The NBA's play-by-play API puts the calling official's name in the description field of
every foul. It's an unstructured string that programmatic consumers skip entirely. I parsed it across
13,278 games. The result is the first whistle-by-whistle attribution of shooting fouls to individual
NBA officials across full games. It was hiding in plain sight.
The first question I tried to answer was whether refs who travel more and sleep less have higher error rates. They don't. So I asked a different one: what situations produce the errors that do happen? That became the Attention Load. The Harden study is more personal. The 2023 Sixers-Celtics series left a permanent mark. Harden put the team on his back and willed two wins in Games 1 and 4, then completely shit the bed in Games 6 and 7. How does that happen? Does it happen to anyone else? After ruling out the obvious answers, one thing holds: you're more likely to have a terrible playoff game if you lose your free throws. What causes the FTA loss, defense or refereeing or something else, I don't know yet. I'm working on it.

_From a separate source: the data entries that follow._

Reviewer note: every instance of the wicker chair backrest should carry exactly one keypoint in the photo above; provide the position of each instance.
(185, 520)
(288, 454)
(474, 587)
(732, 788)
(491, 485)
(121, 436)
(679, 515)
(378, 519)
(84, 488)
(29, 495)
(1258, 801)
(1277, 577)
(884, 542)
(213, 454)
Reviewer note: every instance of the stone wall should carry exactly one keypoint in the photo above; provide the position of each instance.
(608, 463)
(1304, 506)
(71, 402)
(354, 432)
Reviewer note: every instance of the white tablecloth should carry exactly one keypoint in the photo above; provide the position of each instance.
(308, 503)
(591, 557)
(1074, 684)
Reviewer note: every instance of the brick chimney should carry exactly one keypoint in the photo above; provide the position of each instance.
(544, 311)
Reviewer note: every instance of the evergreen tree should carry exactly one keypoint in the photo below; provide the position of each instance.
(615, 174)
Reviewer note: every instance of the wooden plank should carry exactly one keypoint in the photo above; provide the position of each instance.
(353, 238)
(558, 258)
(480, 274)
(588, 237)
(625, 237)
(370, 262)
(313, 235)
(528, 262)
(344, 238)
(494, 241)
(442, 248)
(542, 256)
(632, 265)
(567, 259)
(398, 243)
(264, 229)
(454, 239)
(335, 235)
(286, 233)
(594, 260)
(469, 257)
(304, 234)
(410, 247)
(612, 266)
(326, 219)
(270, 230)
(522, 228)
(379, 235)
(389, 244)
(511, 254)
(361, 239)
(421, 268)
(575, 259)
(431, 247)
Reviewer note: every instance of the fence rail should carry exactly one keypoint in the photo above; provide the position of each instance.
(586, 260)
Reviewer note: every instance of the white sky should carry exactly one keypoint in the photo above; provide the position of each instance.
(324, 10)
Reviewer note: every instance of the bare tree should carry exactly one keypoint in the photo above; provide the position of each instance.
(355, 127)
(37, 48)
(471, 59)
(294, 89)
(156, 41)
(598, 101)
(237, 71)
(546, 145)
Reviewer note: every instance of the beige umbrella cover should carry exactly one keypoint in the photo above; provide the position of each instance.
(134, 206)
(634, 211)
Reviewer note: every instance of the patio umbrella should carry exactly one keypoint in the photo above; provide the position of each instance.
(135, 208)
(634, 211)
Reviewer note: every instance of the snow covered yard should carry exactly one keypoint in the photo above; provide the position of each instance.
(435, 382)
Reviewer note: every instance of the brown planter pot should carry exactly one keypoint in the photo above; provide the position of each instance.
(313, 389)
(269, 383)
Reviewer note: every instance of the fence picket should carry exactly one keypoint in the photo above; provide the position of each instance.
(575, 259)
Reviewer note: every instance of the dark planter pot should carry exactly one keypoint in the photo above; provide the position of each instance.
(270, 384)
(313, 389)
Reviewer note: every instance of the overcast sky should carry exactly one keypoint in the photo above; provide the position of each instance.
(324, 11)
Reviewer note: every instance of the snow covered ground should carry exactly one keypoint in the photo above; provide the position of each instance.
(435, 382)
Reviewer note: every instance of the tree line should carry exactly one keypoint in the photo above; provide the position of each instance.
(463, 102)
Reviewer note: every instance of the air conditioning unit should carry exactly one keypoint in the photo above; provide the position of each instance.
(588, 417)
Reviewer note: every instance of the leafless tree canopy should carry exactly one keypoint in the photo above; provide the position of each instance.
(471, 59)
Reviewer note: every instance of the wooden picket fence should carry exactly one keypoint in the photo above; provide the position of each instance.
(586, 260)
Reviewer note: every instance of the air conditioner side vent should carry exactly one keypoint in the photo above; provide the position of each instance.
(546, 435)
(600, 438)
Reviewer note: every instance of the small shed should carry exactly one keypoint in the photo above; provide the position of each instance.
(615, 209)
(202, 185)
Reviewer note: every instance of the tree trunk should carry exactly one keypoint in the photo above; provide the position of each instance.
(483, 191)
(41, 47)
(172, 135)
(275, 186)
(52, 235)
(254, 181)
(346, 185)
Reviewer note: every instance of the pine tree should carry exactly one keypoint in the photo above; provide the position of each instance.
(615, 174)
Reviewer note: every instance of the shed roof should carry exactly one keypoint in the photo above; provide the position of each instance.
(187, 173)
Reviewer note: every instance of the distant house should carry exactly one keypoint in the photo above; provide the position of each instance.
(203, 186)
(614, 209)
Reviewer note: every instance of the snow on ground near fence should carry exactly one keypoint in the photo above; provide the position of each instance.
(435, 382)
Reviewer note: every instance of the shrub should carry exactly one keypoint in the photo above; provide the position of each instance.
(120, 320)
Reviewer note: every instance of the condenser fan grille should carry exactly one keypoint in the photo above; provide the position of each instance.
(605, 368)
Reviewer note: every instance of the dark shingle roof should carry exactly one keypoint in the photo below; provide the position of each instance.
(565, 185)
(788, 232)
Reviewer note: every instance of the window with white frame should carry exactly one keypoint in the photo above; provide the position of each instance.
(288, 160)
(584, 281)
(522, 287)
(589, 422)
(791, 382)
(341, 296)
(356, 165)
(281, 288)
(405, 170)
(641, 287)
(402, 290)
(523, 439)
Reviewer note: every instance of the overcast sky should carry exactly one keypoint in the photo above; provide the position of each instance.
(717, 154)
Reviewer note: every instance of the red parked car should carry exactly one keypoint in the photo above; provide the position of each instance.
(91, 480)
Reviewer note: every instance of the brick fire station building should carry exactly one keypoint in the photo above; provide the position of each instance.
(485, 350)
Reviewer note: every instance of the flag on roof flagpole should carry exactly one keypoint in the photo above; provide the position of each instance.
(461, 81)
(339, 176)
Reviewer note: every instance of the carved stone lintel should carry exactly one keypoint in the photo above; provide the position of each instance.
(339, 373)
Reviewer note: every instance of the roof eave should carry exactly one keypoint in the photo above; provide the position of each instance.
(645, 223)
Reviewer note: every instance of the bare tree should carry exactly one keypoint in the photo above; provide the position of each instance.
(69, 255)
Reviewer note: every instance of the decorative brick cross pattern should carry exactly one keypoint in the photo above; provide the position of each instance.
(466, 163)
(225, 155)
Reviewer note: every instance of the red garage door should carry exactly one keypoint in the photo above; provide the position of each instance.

The trigger taxonomy doesn't replicate. The box-score architecture model failed (R² = 0.128). The timing axis for foul classification was killed by the Giannis counterexample. I'm including the stuff that didn't work too. That's part of the answer.
Dataset: CC-BY-4.0. Code: MIT. Officials are named by design. Anonymizing them would kill the point of the dataset.
The ref-ball pipeline runs from the repo Makefile. This site is generated by
site/scripts/build_site_data.py. The frontend never reads parquet.